The next decade will decide the legacy of the Paris agreements, the authors wrote. “Ten years on, we can say that Paris is working. It has gotten the world about halfway towards 1.5º C, from the 3.5-3.6º C projected in 2015. But action is just not fast enough.

“The Paris Agreement has bent the curve of future warming and has sent the signals that have begun to rewire the global economy. It has anchored the 1.5°C limit in science, law and finance, and mobilized a wave of action that almost certainly would not have happened otherwise. But the Agreement is a bottom-up framework, and relies totally on the level of ambition put forward by each and every country.

“Whether the Agreement ultimately succeeds now depends on whether political leaders and their governments have the courage to use the Paris Agreement to finish the job: closing the ambition gap phasing out fossil fuels rather than expanding them, scaling up finance for a just transition, and protecting people already facing mounting loss and damage.”

For Tina Stege, climate envoy for the Marshall Islands, today’s changed geopolitics presents the biggest threat to the Paris consensus. “Climate change negotiations do not take place in a vacuum. They reflect the increasingly multi-polar world we live in,” she told The Guardian.

“Unlike some other multilateral processes, though, we continue to make progress against all odds. That this progress is incremental and not in line with needs on the ground is obviously extremely frustrating. [But] we are prepared to continue to work with all partners to secure a viable future for our people.”

For large and small countries, multilateral cooperation on the climate is the best hope, she added. “We do not have the option to go it alone.”

Dealing With Psychotic Leaders

The US at present is not only going it alone, it is hell-bent on forcing other nations to conform to its “burn, baby, burn” policies. We once thought the tobacco companies were the epitome of evil, but they look like saints compared to fossil fuel companies, who aggressively funded the current US administration and are working overtime to delay, divert, or dissuade other nations from pursuing low-carbon economies.

The industry has captured the US government, where the tired old man we elected king knows only two words — scam and hoax. These are phrases he repeats hundreds of times a week. But a curious thing is happening in many poorer countries, especially in Africa. Many countries on that continent are not wedded to the fossil fuel model that so-called developed countries have embraced with such ferociousness.

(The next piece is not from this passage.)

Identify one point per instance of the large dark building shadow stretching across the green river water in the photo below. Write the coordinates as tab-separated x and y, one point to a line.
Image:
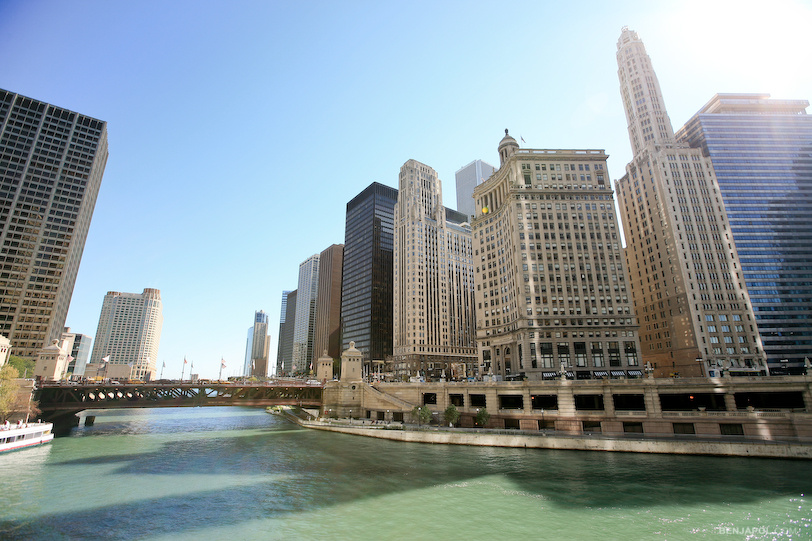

Many of them are preparing to leap over the fossil fuel stage and go straight to renewable energy as the basis of their economies. Africa has said “no” to Chinese coal-fired generating stations, but embraced its low-cost solar panels and wind turbines instead. The more countries that convert their economies to zero-emissions energy, the more the fossil fuel monsters will recede into irrelevance.

It can be said that what happened in Paris in 2015 lit the fuse that will destroy fossil fuel dominance once and for all. From that perspective, those climate agreements may be viewed by future generations as the turning point in the battle to keep the Earth habitable for humans.

Backsliding will doom us all to a future that is inhospitable to human habitation. Why the fossil fuel companies and their political lackeys want to destroy the Earth in their insatiable quest for profits is a question that has only one answer — a rampant and insatiable quest for profits at all costs. The epitaph for humanity could well be written in one word — GREED!